# Nerite snails



## Afyounie (Aug 10, 2007)

I live in Florida, and today I went kayaking. The river I went to has thousands of olive nerites everywhere, so I collected about 20 or so. I was wondering though, they were living pretty far up stream from the gulf, so I would think it is safe to assume the water is fresh. They lay there eggs everywhere up to the spring that the river originates. Does this mean they may breed in freshwater tanks? I tried to acclimate them as best I could, and so far none have died in any of my tanks and its been about 6-7 hours.
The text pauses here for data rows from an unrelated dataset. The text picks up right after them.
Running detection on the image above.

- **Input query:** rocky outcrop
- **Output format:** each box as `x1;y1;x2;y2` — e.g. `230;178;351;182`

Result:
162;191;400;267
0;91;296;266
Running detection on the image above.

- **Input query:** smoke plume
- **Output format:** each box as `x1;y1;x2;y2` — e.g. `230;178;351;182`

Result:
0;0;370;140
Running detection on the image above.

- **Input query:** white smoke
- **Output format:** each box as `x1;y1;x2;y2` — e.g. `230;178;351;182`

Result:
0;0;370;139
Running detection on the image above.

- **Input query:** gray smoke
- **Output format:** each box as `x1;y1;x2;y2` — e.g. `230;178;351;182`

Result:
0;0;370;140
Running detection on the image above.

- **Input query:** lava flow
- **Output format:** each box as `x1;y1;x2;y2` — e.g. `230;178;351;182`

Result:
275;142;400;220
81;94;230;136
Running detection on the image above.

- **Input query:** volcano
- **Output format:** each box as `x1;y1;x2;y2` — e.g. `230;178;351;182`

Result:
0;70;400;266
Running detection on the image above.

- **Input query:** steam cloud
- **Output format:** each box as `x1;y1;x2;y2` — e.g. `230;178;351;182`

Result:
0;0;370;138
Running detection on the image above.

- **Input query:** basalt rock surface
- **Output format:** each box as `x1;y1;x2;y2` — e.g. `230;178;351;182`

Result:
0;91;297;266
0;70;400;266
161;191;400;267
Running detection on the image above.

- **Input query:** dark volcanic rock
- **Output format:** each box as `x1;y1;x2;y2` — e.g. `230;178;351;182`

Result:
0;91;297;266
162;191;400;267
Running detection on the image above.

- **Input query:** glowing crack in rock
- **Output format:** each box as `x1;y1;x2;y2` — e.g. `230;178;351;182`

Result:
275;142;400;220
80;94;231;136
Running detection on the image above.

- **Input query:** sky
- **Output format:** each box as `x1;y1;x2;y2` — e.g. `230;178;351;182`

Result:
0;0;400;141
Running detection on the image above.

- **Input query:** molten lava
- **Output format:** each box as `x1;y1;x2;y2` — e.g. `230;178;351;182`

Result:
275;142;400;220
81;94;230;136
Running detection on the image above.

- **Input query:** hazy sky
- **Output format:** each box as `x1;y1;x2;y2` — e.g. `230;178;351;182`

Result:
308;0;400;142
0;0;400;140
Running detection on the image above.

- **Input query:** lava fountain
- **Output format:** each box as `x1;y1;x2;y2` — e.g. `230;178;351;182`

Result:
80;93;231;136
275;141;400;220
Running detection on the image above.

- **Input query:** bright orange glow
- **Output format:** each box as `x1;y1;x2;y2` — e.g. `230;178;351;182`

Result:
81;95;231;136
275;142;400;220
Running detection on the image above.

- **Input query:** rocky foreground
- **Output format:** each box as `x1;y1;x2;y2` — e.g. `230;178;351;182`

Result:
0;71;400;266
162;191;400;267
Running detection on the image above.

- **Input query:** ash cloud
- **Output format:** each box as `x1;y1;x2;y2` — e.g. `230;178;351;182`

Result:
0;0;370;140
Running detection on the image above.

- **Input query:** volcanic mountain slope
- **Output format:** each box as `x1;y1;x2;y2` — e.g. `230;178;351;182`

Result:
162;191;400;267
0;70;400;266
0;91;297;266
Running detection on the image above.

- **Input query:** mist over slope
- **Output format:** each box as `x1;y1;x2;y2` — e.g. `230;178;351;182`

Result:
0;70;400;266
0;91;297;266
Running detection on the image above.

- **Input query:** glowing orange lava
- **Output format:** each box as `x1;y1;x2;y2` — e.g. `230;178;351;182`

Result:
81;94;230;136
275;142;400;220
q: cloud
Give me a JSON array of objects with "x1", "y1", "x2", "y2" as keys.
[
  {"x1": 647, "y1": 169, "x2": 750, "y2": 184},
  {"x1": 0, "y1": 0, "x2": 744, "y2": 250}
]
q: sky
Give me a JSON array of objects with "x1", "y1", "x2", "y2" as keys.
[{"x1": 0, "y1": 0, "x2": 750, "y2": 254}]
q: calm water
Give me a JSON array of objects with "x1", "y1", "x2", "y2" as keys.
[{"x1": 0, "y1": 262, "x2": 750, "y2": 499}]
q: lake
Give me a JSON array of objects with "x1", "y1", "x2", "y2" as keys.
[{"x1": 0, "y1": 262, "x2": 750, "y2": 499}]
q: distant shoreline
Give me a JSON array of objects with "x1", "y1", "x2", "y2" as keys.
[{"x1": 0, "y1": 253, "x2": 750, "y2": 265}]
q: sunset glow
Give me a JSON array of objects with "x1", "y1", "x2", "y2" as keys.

Is it too early to think that they won't die? Also, will they eat algae wafers when they get hungry, or will I have to do something special to get them to eat? I really want them to do well, so any help would be appreciated.


----------



## Afyounie (Aug 10, 2007)

The nerites have been laying eggs and eating the algae. There is only 1 that seems to have died, and that one has been laying eggs non stop since I put it in the tank. They really are great algae eaters though. I still need advice from anyone on these nerites. I want to know some do's and don'ts. Will they be alright n softwater tanks and low ph, or will they have a short lifespan? Please any help would be great.


----------



## oakbrother (May 26, 2008)

Im just a newbie on APC but olive nerites are supposed to be great for plated aquariums...they are great algae eaters, plant safe and do not breed in fresh water. They are brackish water snails.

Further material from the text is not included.